Autonomous Robotic Demonstrator for Deep Drilling (ARD3): Quinn Morley of Planet Enterprises’s project will test an autonomous drilling system that would utilize a Perseverance-type rover as a drill rig. The drilling strategy does not rely on cables; instead, self-contained robots drive up and down the borehole autonomously. These robots are nicknamed “borebots.”
Extrasolar Object Interceptor and Sample Return Enabled by Compact, Ultra Power Dense Radioisotope Batteries: Christopher Morrison of UltraSafe Nuclear Corp. — Space’s project will study a compact radioisotope-electric-propulsion spacecraft design powered by a novel Chargeable Atomic Battery. A spacecraft powered by this technology will be able to catch up to an extrasolar object, collect a sample, and return to Earth within a 10-year timeframe.
Atomic Planar Power for Lightweight Exploration (APPLE): Joseph Nemanick of The Aerospace Corp. will study an enabling architecture for deep solar system missions on low mass, fast transit space platforms. The vehicle integrates a long-lived, peak power capable, rechargeable, and modular power system with solar sail propulsion.
A Titan Sample Return Using In-Situ Propellants: Steven Oleson ofNASA Glenn Research Center’s project will explore a proposed Titan sample return mission using in-situ volatile propellants available on its surface.
ReachBot: Small Robot for Large Mobile Manipulation Tasks in Martian Cave Environments: Marco Pavone of Stanford University’s project will test a long-reach crawling and anchoring robot, which repurposes extendable booms for mobile manipulation, is deployed to explore and sample difficult terrains on planetary bodies, with a key focus on Mars exploration.
FarView – An In Situ Manufactured Lunar Far Side Radio Observatory: Ronald Polidan of Lunar Resources, Inc.’s project will be an end-to-end system-level study of how to build a very large low frequency radio observatory, “FarView,” on the lunar farside using lunar regolith materials.
FLOAT — Flexible Levitation on a Track: Ethan Schaler of JPL’s project will study the first lunar railway system, which will provide reliable, autonomous, and efficient payload transport on the moon. It employs unpowered magnetic robots that levitate over a three-layer flexible film track.

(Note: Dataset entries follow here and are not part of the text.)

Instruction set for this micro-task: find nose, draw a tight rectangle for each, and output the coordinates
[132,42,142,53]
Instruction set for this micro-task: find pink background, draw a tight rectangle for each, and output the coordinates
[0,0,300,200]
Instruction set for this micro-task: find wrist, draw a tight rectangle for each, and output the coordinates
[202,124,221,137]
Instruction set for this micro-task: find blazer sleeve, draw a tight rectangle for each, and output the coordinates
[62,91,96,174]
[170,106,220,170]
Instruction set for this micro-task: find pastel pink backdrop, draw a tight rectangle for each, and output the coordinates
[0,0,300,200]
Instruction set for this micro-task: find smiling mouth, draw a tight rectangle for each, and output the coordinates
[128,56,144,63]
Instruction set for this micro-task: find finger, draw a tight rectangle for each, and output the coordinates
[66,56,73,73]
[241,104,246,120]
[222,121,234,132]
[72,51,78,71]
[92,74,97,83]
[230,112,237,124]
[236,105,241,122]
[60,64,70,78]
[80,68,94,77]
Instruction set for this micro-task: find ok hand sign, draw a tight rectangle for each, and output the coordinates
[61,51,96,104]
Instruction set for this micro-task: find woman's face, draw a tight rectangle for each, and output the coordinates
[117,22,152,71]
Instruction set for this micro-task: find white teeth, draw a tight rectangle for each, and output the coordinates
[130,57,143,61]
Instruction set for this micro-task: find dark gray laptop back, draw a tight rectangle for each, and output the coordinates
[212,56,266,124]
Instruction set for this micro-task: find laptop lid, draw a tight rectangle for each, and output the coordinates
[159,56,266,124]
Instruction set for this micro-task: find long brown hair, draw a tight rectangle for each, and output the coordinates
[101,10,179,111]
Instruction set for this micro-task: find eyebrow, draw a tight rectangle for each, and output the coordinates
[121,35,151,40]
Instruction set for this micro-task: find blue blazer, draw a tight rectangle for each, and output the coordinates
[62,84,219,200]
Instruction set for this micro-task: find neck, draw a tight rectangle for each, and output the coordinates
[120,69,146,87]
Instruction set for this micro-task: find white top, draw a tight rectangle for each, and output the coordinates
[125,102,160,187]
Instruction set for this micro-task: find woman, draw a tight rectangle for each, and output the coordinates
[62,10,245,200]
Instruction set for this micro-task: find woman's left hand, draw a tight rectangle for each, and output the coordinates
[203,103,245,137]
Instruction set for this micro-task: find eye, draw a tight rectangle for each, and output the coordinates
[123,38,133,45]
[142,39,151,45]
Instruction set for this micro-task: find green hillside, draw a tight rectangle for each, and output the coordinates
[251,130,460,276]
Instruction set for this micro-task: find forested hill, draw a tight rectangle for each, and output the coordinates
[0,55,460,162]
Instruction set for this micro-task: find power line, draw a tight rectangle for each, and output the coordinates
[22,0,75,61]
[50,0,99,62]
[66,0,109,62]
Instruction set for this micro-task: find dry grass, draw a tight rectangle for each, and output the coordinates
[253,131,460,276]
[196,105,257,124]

SWIM — Sensing with Independent Micro-swimmers: Ethan Schaler of JPL’s project will dramatically expand the capabilities of Europa subsurface access-class ocean-access robotic missions and significantly increase their likelihood of detecting evidence of habitability, biomarkers or life.
Making Soil for Space Habitats by Seeding Asteroids with Fungi: Jane Shevtsov of Trans Astronautica Corp.’s project will create soil from carbon-rich asteroid material, using fungi to physically break down the material and chemically degrade toxic substances.
Light Bender: Charles Taylor of NASA Langley Research Center’s project will use Cassegrain telescope optics as the primary means to capture, concentrate and focus the sun’s light. A second key innovation is the use of a Fresnel lens to collimate this light for distribution to multiple end users at distances of a kilometer (0.6 miles) or more away without substantial losses.
Solar System Pony Express: Joshua Vander Hook of JPL’s project will study a global, multi-spectral, high-resolution planetary surveyor supported by regular visits from a cycler satellite network to retrieve petabits of data for transit to Earth.